🤖 AI Summary
This work addresses socially acceptable navigation for robots operating in human crowds, specifically focusing on learning and adhering to prototypical social norms such as queuing. We propose Human-Prior Learned Social Value (HPLSV), the first method to explicitly embed a data-driven, human-learned social value function—as a heuristic term—into path planning algorithms, enabling interpretable modeling and generalization of complex social constraints. HPLSV integrates social distance modeling, human motion prediction, and reinforcement-learning-based optimization of the social value function, thereby encoding social norms as transferable cost priors. Experiments demonstrate that HPLSV significantly improves the naturalness and human-consistency of robot queue-joining behavior, while maintaining real-time planning efficiency and enhancing social acceptability.

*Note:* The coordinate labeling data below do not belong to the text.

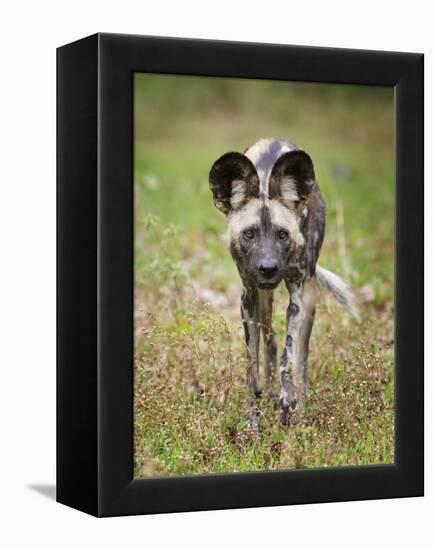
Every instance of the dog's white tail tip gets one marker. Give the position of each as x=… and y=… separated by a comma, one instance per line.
x=338, y=288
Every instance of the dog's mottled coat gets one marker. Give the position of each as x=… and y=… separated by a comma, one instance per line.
x=275, y=228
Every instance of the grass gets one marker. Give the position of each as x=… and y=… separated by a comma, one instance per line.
x=189, y=352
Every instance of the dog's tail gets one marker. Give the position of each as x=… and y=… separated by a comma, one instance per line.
x=338, y=288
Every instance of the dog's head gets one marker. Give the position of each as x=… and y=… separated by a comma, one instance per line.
x=264, y=222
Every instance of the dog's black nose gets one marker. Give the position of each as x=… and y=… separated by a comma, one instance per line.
x=268, y=268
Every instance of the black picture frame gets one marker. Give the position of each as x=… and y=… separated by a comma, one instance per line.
x=95, y=274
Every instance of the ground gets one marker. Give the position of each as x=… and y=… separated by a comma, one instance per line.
x=189, y=351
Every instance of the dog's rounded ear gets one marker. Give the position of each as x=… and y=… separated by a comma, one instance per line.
x=233, y=180
x=292, y=178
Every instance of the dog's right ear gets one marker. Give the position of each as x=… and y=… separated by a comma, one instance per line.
x=233, y=180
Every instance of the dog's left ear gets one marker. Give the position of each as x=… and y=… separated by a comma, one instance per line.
x=292, y=178
x=233, y=180
x=292, y=182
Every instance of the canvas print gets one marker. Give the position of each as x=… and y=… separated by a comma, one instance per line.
x=263, y=275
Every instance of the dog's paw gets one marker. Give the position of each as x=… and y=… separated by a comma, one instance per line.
x=288, y=409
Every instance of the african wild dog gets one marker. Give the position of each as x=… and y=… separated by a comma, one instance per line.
x=275, y=228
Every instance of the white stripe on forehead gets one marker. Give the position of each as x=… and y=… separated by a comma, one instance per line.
x=264, y=154
x=250, y=214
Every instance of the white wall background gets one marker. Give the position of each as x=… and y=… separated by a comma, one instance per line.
x=30, y=32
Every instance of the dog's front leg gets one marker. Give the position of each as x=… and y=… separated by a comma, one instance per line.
x=250, y=318
x=293, y=364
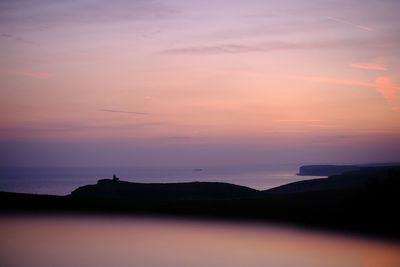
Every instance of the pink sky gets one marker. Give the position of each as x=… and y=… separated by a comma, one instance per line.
x=183, y=82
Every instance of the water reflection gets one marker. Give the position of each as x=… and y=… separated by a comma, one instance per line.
x=102, y=241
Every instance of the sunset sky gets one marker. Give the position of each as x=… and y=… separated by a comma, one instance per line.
x=141, y=82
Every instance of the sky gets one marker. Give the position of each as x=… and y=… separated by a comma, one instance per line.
x=145, y=83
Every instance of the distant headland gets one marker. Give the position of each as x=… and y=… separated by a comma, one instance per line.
x=327, y=170
x=359, y=201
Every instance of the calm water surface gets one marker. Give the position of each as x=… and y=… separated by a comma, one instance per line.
x=105, y=241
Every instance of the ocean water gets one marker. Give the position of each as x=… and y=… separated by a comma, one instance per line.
x=62, y=181
x=46, y=241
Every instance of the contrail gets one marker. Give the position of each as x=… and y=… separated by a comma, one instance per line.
x=123, y=111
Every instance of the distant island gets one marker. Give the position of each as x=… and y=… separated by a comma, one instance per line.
x=359, y=201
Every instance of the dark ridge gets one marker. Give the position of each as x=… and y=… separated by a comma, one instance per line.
x=360, y=178
x=361, y=202
x=327, y=170
x=107, y=188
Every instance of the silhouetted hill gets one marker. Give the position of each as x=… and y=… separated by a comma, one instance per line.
x=164, y=191
x=327, y=170
x=364, y=176
x=363, y=201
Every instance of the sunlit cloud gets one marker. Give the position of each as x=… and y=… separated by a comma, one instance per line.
x=35, y=75
x=123, y=111
x=389, y=90
x=367, y=66
x=321, y=125
x=334, y=81
x=299, y=120
x=352, y=24
x=241, y=48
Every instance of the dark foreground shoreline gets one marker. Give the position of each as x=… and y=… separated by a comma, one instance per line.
x=369, y=209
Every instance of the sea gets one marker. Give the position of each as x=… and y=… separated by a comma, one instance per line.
x=62, y=181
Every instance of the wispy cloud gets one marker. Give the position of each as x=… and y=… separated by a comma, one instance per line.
x=384, y=85
x=350, y=23
x=123, y=111
x=367, y=66
x=299, y=120
x=334, y=81
x=241, y=48
x=35, y=75
x=321, y=125
x=389, y=90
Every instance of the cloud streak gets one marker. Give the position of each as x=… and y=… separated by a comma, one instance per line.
x=334, y=81
x=35, y=75
x=299, y=120
x=352, y=24
x=123, y=111
x=368, y=66
x=240, y=48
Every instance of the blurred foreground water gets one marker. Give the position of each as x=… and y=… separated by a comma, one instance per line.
x=50, y=240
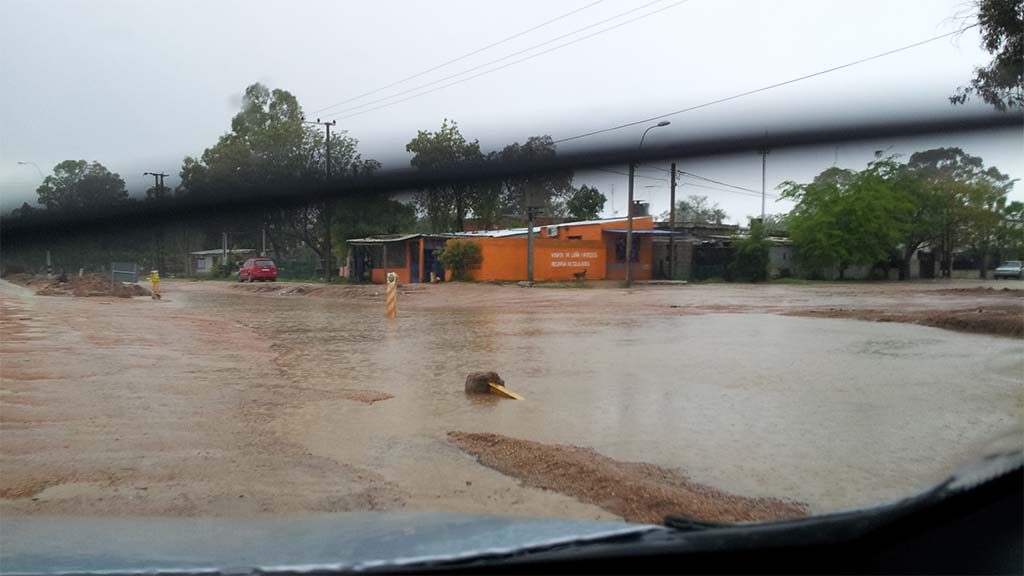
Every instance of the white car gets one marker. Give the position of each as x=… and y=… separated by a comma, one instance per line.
x=1010, y=269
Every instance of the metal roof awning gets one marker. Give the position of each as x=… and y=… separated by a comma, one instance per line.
x=383, y=239
x=640, y=232
x=216, y=251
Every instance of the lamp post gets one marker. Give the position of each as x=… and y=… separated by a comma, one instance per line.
x=34, y=165
x=629, y=208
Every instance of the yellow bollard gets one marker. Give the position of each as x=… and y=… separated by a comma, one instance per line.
x=392, y=294
x=155, y=283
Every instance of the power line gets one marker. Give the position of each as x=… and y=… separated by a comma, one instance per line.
x=513, y=63
x=496, y=60
x=462, y=57
x=739, y=190
x=769, y=87
x=692, y=175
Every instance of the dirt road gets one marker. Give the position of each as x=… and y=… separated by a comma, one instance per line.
x=238, y=400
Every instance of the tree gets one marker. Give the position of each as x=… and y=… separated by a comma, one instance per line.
x=696, y=210
x=544, y=190
x=585, y=203
x=955, y=198
x=358, y=217
x=1001, y=82
x=776, y=222
x=750, y=256
x=77, y=184
x=845, y=217
x=460, y=256
x=444, y=205
x=267, y=148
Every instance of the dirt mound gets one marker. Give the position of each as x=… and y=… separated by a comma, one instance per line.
x=479, y=382
x=89, y=285
x=636, y=491
x=984, y=291
x=996, y=320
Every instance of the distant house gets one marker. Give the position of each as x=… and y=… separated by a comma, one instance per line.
x=208, y=261
x=591, y=250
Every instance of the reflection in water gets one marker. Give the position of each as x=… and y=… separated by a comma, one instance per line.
x=833, y=412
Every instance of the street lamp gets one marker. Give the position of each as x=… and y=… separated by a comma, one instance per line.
x=34, y=165
x=629, y=208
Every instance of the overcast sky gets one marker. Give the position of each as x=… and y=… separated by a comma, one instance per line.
x=137, y=85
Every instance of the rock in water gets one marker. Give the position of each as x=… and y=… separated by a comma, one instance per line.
x=477, y=382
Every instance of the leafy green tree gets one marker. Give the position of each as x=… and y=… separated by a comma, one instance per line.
x=776, y=222
x=460, y=256
x=750, y=256
x=268, y=147
x=696, y=210
x=1001, y=82
x=544, y=190
x=844, y=217
x=957, y=200
x=78, y=184
x=585, y=203
x=368, y=215
x=445, y=206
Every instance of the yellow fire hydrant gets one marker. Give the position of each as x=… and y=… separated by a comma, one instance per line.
x=155, y=283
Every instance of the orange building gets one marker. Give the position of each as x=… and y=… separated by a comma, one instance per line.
x=592, y=250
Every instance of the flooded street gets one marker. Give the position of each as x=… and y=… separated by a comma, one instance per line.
x=833, y=413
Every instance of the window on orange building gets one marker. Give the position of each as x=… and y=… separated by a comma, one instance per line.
x=621, y=250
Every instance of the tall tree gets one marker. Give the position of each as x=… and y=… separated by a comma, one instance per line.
x=1001, y=82
x=544, y=190
x=585, y=203
x=445, y=205
x=845, y=217
x=956, y=198
x=269, y=147
x=697, y=210
x=78, y=184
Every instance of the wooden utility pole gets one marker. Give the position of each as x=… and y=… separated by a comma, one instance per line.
x=328, y=215
x=629, y=229
x=672, y=223
x=530, y=210
x=158, y=183
x=764, y=167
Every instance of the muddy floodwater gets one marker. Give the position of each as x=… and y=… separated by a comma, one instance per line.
x=832, y=413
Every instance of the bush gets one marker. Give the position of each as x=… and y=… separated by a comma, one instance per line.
x=460, y=256
x=750, y=259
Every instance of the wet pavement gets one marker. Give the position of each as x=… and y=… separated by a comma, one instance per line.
x=835, y=413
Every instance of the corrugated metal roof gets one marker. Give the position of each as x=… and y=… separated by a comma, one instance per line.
x=220, y=251
x=384, y=239
x=643, y=232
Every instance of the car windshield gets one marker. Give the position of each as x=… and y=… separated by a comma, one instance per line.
x=581, y=260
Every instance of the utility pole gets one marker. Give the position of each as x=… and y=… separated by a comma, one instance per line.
x=764, y=166
x=530, y=210
x=158, y=183
x=328, y=204
x=672, y=224
x=223, y=237
x=629, y=229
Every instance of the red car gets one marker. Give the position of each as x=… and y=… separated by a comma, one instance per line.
x=258, y=269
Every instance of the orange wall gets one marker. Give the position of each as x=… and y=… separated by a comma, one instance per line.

The approach establishes a novel, interpretable, and scalable paradigm for socially grounded navigation in embodied intelligence.
📝 Abstract
Social robotic navigation has been at the center of numerous studies in recent years. Most of the research has focused on driving the robotic agent along obstacle-free trajectories, respecting social distances from humans, and predicting their movements to optimize navigation. However, in order to really be socially accepted, the robots must be able to attain certain social norms that cannot arise from conventional navigation, but require a dedicated learning process. We propose Heuristic Planning with Learned Social Value (HPLSV), a method to learn a value function encapsulating the cost of social navigation, and use it as an additional heuristic in heuristic-search path planning. In this preliminary work, we apply the methodology to the common social scenario of joining a queue of people, with the intention of generalizing to further human activities.